Aufschlussreich bei derart massiven Angriffen ist die Optik der «beauftragten Person für Öffentlichkeit und Datenschutz». Gunhilt Kersten verweist wie bei der Budgetberatung schon Landstatthalter Urs Hofmann auf eine Studie der Uni Basel, wonach für die unabhängige Fachstelle im Aargau 526 Stellenprozent nötig wären, um einem wirksamen Datenschutz gerecht werden zu können.

«Das Gesetz gibt uns vor, Öffentlichkeitsprinzip und Datenschutz zu überwachen, Kanton, Gemeinden, Spitäler und Fachhochschulen zu beraten, über Gesuche für Videoüberwachungen zu entscheiden sowie in Streitfällen Schlichtungsverhandlungen zu führen», erklärt Kersten. Am Anfang habe man mit 200 Stellenprozent begonnen und die Entwicklung schwierig abschätzen können.

Im letzten Jahr sei die dritte Stelle über die Zusatzfinanzierung aufgebaut worden. «Für alle Aufgaben bräuchten wir aber 400 Stellenprozente», sagt Gunhilt Kersten. Weil sie lieber «den Spatz in der Hand hat», habe sie der Kürzung um 100 000 Franken wohl oder übel zugestimmt. Sparen will Kersten bei den Kosten für Informatikrevisionen durch externe Anbieter. «Aber so wenig wie möglich beim Personal, um die Aufgaben zeitgerecht erfüllen zu können.»

Fläche für Aufgabe notwendig

Beim Mietpreis stimme der Vorwurf extremer Kosten nicht. Dazu Kersten: «Die Gesamtkosten von jährlich zirka 45000 Franken sind für die Organisation mit drei juristischen Mitarbeitern, einem Sekretariat und einem Sitzungszimmer für die Verhandlungen angemessen.»

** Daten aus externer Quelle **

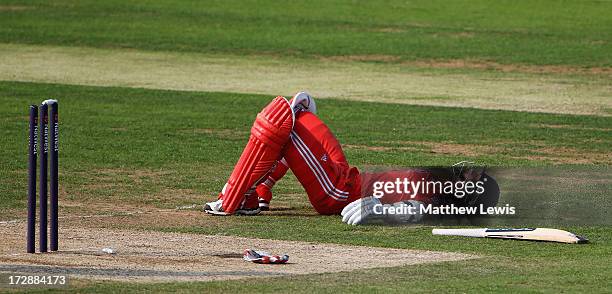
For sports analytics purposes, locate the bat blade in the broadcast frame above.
[432,228,588,244]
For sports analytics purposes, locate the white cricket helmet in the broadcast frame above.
[291,91,317,114]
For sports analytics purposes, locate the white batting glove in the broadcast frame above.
[340,196,381,225]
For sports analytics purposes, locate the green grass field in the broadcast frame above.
[0,0,612,293]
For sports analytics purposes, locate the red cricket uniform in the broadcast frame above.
[257,112,361,214]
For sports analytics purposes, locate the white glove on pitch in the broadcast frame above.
[340,196,381,225]
[340,197,423,225]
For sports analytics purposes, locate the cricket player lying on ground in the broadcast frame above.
[204,92,497,225]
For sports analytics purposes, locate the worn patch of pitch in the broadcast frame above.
[0,222,475,282]
[0,44,612,116]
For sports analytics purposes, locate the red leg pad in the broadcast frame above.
[221,96,293,213]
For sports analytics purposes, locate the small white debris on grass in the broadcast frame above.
[102,247,117,254]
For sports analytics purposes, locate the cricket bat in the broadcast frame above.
[431,228,589,244]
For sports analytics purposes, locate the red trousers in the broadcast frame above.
[257,112,361,214]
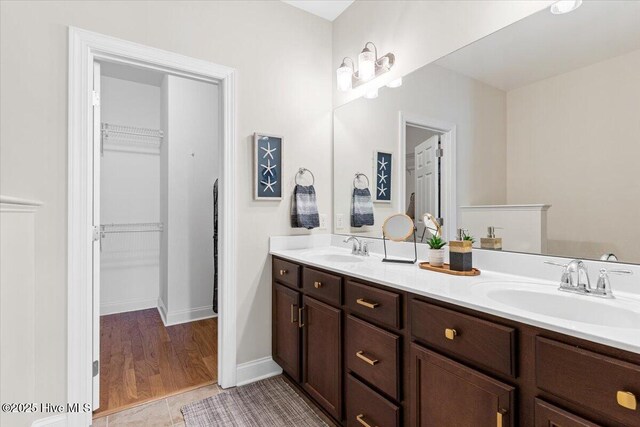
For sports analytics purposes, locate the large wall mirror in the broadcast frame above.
[334,1,640,263]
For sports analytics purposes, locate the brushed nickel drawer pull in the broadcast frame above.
[298,307,304,328]
[356,298,380,308]
[356,414,378,427]
[356,350,378,366]
[616,391,638,411]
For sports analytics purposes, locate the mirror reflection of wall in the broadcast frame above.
[334,2,640,263]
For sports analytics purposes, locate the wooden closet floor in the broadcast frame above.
[94,308,218,417]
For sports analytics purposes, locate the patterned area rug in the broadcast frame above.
[182,377,327,427]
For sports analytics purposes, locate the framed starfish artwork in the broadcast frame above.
[373,151,393,203]
[253,132,283,200]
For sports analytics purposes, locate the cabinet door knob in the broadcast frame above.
[356,298,380,308]
[356,350,378,366]
[356,414,378,427]
[444,328,458,340]
[616,391,638,411]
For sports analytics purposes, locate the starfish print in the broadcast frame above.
[260,159,277,176]
[378,157,389,170]
[260,142,277,160]
[260,176,278,193]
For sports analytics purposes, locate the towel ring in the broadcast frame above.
[353,172,369,188]
[294,168,316,185]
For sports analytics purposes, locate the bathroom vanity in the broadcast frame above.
[272,244,640,427]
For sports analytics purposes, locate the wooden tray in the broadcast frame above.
[418,262,480,276]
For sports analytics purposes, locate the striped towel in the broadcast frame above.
[291,185,320,230]
[351,188,373,227]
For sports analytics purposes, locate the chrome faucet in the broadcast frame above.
[343,236,369,256]
[545,259,632,298]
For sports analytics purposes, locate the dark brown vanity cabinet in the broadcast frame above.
[410,344,515,427]
[273,258,640,427]
[301,295,342,420]
[272,283,300,381]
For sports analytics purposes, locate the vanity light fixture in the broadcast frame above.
[364,88,378,99]
[387,77,402,88]
[551,0,582,15]
[336,42,397,92]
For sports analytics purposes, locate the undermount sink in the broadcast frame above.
[318,254,363,263]
[474,282,640,330]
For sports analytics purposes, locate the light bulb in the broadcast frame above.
[336,62,353,92]
[358,46,376,82]
[387,77,402,88]
[364,88,378,99]
[551,0,582,15]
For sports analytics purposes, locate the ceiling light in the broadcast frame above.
[364,88,378,99]
[336,42,395,92]
[387,77,402,88]
[551,0,582,15]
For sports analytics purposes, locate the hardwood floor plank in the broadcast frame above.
[94,309,218,417]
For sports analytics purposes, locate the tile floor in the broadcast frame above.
[92,384,221,427]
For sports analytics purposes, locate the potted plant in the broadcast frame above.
[427,236,447,267]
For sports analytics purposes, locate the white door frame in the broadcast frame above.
[396,111,458,240]
[67,27,237,427]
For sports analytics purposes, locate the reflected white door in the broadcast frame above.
[92,62,102,411]
[415,135,439,236]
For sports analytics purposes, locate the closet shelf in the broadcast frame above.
[100,222,164,234]
[100,122,164,154]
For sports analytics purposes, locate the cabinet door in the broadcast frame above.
[411,344,514,427]
[272,283,300,381]
[301,296,342,420]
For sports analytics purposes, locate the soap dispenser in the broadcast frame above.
[480,226,502,251]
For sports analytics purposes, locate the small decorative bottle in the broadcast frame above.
[480,226,502,251]
[449,228,473,271]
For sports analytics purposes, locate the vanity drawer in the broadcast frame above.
[302,267,342,305]
[536,337,640,426]
[534,398,600,427]
[344,280,401,329]
[273,258,301,288]
[347,374,400,427]
[345,316,400,400]
[411,300,516,377]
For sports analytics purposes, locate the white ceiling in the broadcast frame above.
[100,61,164,86]
[436,0,640,91]
[282,0,354,21]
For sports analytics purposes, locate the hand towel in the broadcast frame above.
[291,185,320,230]
[351,188,373,227]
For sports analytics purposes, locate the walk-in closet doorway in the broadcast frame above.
[68,28,236,425]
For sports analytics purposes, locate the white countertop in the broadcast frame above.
[270,242,640,354]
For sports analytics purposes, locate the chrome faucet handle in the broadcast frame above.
[360,242,369,256]
[593,268,633,298]
[544,261,574,289]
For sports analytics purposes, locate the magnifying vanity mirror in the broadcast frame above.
[333,1,640,263]
[382,214,418,264]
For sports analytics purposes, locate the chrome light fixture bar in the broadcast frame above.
[336,42,397,92]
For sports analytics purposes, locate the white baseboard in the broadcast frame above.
[158,298,218,326]
[100,298,157,316]
[31,414,67,427]
[236,356,282,386]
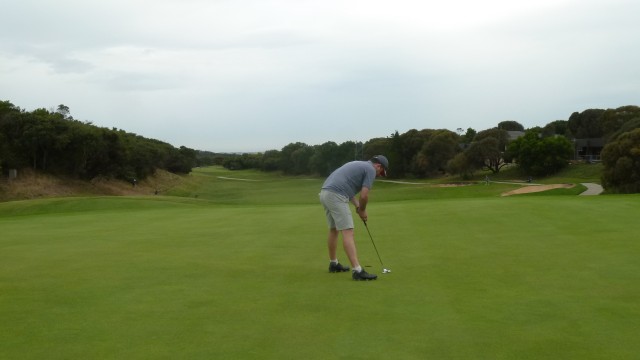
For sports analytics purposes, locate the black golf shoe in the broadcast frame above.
[351,269,378,280]
[329,263,349,272]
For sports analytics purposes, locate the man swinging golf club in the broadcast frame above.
[320,155,389,280]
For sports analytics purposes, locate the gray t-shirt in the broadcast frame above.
[322,161,376,199]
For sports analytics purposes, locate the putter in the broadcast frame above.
[362,220,391,274]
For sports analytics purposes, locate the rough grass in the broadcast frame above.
[0,168,640,359]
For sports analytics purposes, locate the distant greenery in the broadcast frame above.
[0,101,640,192]
[0,101,196,181]
[223,106,640,191]
[0,164,640,360]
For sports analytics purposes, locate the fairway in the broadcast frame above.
[0,168,640,359]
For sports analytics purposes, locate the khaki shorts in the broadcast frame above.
[319,190,353,230]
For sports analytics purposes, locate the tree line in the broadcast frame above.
[0,101,197,181]
[0,101,640,192]
[223,105,640,192]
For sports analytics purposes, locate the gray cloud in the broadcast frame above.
[0,0,640,151]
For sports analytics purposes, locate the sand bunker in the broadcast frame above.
[502,184,576,196]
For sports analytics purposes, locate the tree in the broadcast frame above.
[600,105,640,137]
[416,130,460,175]
[568,109,604,139]
[498,120,524,131]
[601,128,640,193]
[465,136,506,174]
[542,120,573,139]
[509,130,573,176]
[465,128,509,174]
[447,152,477,180]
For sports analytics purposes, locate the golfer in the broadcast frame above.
[320,155,389,280]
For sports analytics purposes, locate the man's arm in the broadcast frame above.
[354,187,369,222]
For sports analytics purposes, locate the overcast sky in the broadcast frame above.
[0,0,640,152]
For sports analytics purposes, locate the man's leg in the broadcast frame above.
[327,228,338,260]
[342,229,360,269]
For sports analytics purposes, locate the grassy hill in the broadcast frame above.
[0,164,602,202]
[0,168,640,359]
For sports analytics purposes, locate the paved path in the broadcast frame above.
[580,183,604,195]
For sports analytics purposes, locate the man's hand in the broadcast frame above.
[356,208,368,222]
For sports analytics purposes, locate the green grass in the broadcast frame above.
[0,168,640,359]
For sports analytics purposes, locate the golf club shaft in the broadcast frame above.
[362,220,384,268]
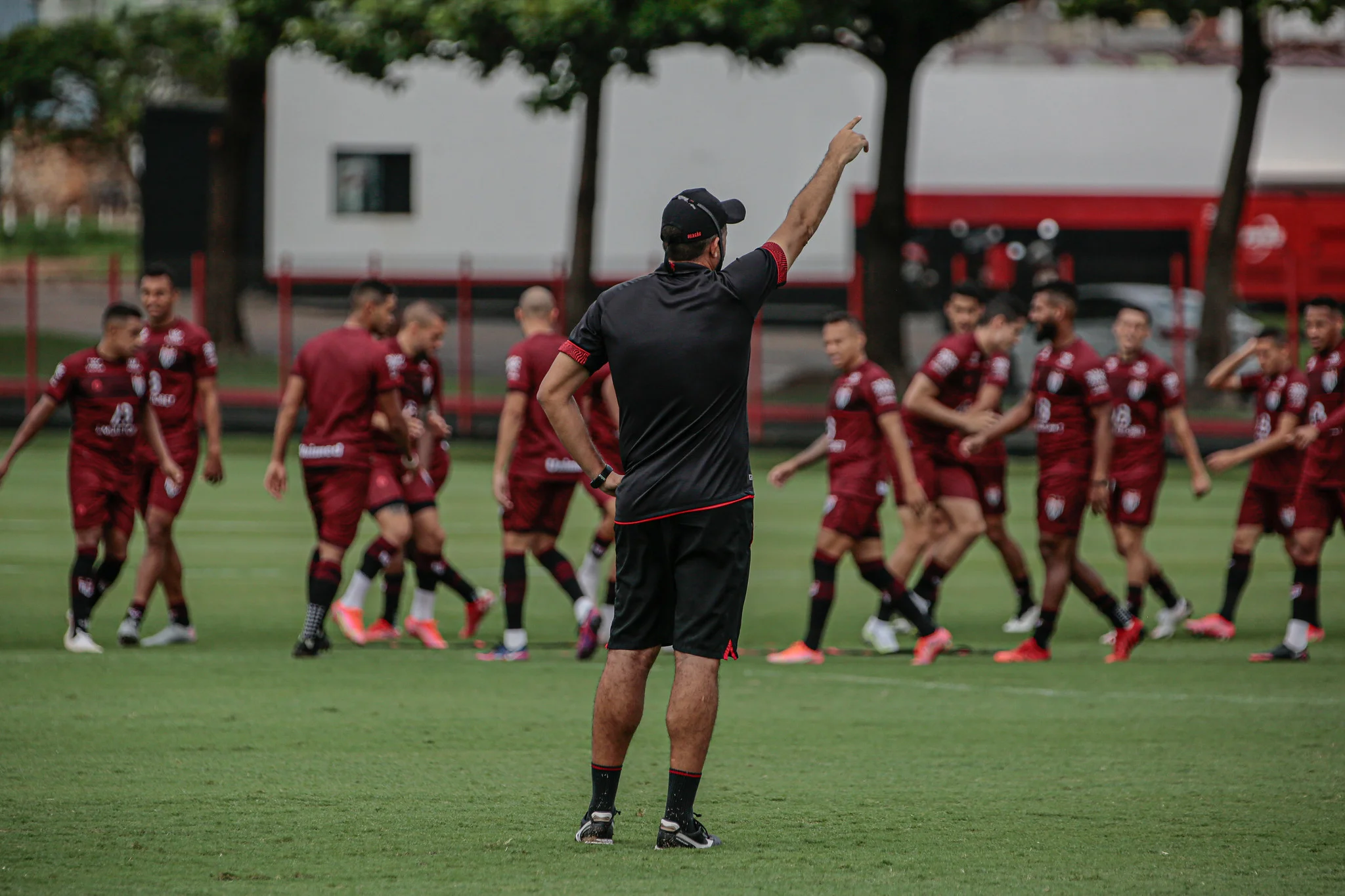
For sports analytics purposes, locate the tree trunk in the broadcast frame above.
[864,59,919,380]
[206,59,267,348]
[565,71,607,326]
[1196,0,1269,376]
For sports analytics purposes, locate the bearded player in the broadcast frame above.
[0,304,185,653]
[117,265,225,647]
[1250,295,1345,662]
[1186,328,1312,641]
[1103,308,1209,643]
[476,286,603,661]
[961,281,1145,662]
[766,312,951,665]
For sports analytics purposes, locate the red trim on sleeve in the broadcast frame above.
[761,243,789,286]
[561,340,589,364]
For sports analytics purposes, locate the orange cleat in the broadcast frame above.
[457,588,495,641]
[1104,619,1145,662]
[406,616,448,650]
[1185,612,1237,641]
[332,601,364,646]
[910,628,952,666]
[765,641,827,666]
[364,619,402,643]
[996,638,1050,662]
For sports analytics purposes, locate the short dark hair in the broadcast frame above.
[948,280,986,305]
[822,312,864,333]
[659,224,724,262]
[102,302,144,326]
[140,262,177,289]
[349,277,397,310]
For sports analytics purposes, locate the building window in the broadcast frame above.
[336,149,412,215]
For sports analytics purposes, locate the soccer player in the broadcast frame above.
[476,286,603,661]
[766,312,943,665]
[0,304,185,653]
[961,281,1145,662]
[538,118,868,849]
[1103,308,1209,643]
[902,298,1024,628]
[263,280,416,658]
[117,265,225,647]
[1250,295,1345,662]
[1185,328,1308,641]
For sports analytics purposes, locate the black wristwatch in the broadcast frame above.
[589,463,612,489]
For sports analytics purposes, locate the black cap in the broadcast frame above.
[662,186,748,243]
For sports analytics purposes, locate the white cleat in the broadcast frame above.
[1000,603,1041,634]
[1149,598,1192,641]
[861,616,900,653]
[140,622,196,647]
[66,629,102,653]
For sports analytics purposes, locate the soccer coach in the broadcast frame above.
[538,118,869,849]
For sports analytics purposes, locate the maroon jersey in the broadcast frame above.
[1241,368,1308,492]
[901,333,988,463]
[293,326,406,466]
[140,318,219,458]
[827,362,898,498]
[1103,352,1186,475]
[1304,343,1345,489]
[1032,337,1111,470]
[504,333,581,482]
[46,348,149,469]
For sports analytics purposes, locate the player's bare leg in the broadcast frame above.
[331,501,412,645]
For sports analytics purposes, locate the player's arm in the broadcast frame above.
[878,411,928,516]
[768,116,869,266]
[1088,402,1115,513]
[765,433,831,489]
[0,395,58,482]
[262,373,308,501]
[1164,404,1210,498]
[196,376,225,485]
[1205,336,1256,393]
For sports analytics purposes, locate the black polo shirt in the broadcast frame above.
[561,243,787,523]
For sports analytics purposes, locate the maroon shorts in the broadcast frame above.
[136,452,200,517]
[304,466,372,548]
[68,453,137,534]
[1294,479,1345,532]
[500,475,574,534]
[822,494,882,542]
[1107,467,1166,529]
[1237,482,1295,534]
[1037,469,1090,538]
[967,463,1009,516]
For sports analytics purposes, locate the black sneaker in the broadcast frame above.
[1246,643,1308,662]
[653,818,724,849]
[574,809,621,846]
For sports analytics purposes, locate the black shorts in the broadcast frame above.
[607,498,752,660]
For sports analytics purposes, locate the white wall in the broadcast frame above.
[267,47,1345,274]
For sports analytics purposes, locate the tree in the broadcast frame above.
[1063,0,1345,376]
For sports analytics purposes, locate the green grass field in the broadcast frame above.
[0,433,1345,895]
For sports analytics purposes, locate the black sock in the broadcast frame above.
[589,763,621,811]
[537,548,584,602]
[70,551,99,631]
[1126,583,1145,616]
[1032,608,1060,650]
[500,553,527,629]
[1013,576,1037,615]
[663,769,701,825]
[1149,572,1181,610]
[384,572,406,625]
[803,551,837,650]
[1218,551,1252,622]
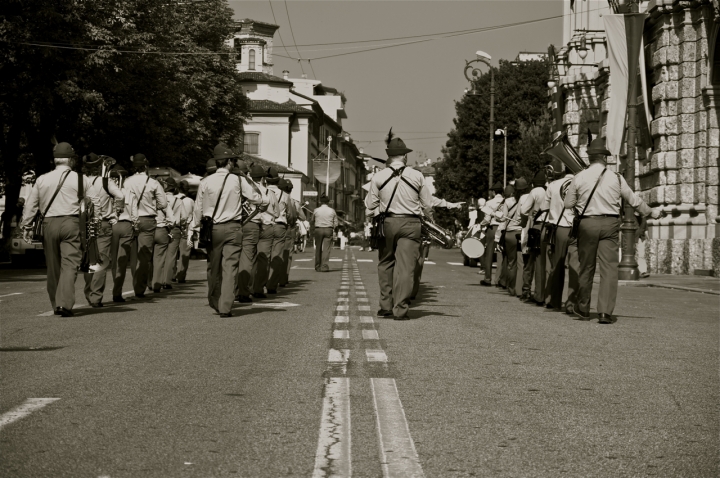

Brisant an der Sache: Öffentlichkeitsprinzip und Datenschutz fallen wie die Finanzaufsicht in die alleinige Kompetenz des Grossen Rates. «Die Regierung kann keine abweichenden Anträge stellen», steht im Aufgaben- und Finanzplan 2011–2014 wörtlich. Was aber sind die wichtigsten Aufgaben der neuen Fachstelle? Das Öffentlichkeitsprinzip umfasst die behördliche Informationspflicht und das Recht auf Zugang zu allen amtlichen Dokumenten.

Datenschutz stark ausgebaut

Um den Persönlichkeitsschutz zu gewährleisten, ist der Datenschutz ausgebaut worden. Im neun Seiten dicken Merkblatt zur Videoüberwachung in der Öffentlichkeit wird viel Gewicht auf die geschützten Grundrechte der Privatsphäre gelegt. Die Stelle hat auch ein Reglement zur Videoüberwachung von Schulanlagen geschaffen, um Sachschäden, Einbrüche oder Straftagen präventiv vermeiden oder aufklären zu können. Als Fazit ist so viel klar: Das Parlament muss das Öffentlichkeitsprinzip genauer studieren, den finanziellen Rahmen festlegen und gestützt darauf die Einhaltung überwachen.